Durante siglos la poesía ha estado reservada para los poetas. Latoneros, matemáticos, coteros, ingenieros, contadores, taxistas… no han osado, y se han mantenido al margen, privándonos de su peculiar manera de concebir y expresar el amor, renuentes a dejarse venir con sus versos y reconocer que ellos también han sido alumbrados por las musas.
Y para empezar, la declaración de amor que un albañil, o ruso que le dicen, le hace a su enamorada:
Para mi rusa amada:
Fue tu cariño el estuco que pañetó mis heridas,
tus caricias, el palustre, tus te quiero, los bloques
que uniste con el cemento fresco que brota de tu boca.
A mi corazón lo sacaste de obra negra,
me enseñaste que para amar primero hay que resanar.
Y cuando por mi nadie un peso daba,
llega tu sonrisa y en un segundo de albañil raso a arquitecto me pasa.
La única que vio el ingeniero civil que hay en mí.

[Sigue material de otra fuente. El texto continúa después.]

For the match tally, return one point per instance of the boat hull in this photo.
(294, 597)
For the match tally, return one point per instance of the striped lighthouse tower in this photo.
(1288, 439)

Tres manos de pintura rosa a mi dolor le diste,
levantaste el más alto de los andamios y en él me subiste.
Fuiste concreto para mis inseguridades,
estuco veneciano para cuando estuve opaco.
En mi mente aún relumbran como estrellas en el firmamento
los recuerdos de aquella tarde, cuando juntos, debajo del palo del parque,
salchichón y pan francés comimos, y pa bajarlo,
de a Colombiana 350, la nuestra, nos bebimos.
¿Cómo olvidar la noche en la que por vez primera nos amamos,
como cemento y arena en la mezcladora sin césar nos revolcamos.
Por eso mi bien, no te preocupes si hoy brocha gorda boleando
no me escuchas alguna melodía de Darío Gómez, o el charrito negro tarareando,
es que estoy como ido y afligido.
No olvides sí mi cisne que yo soy tu ruso y tú mi rusa,
y si tú me dejas me agobiará una terrible tusa.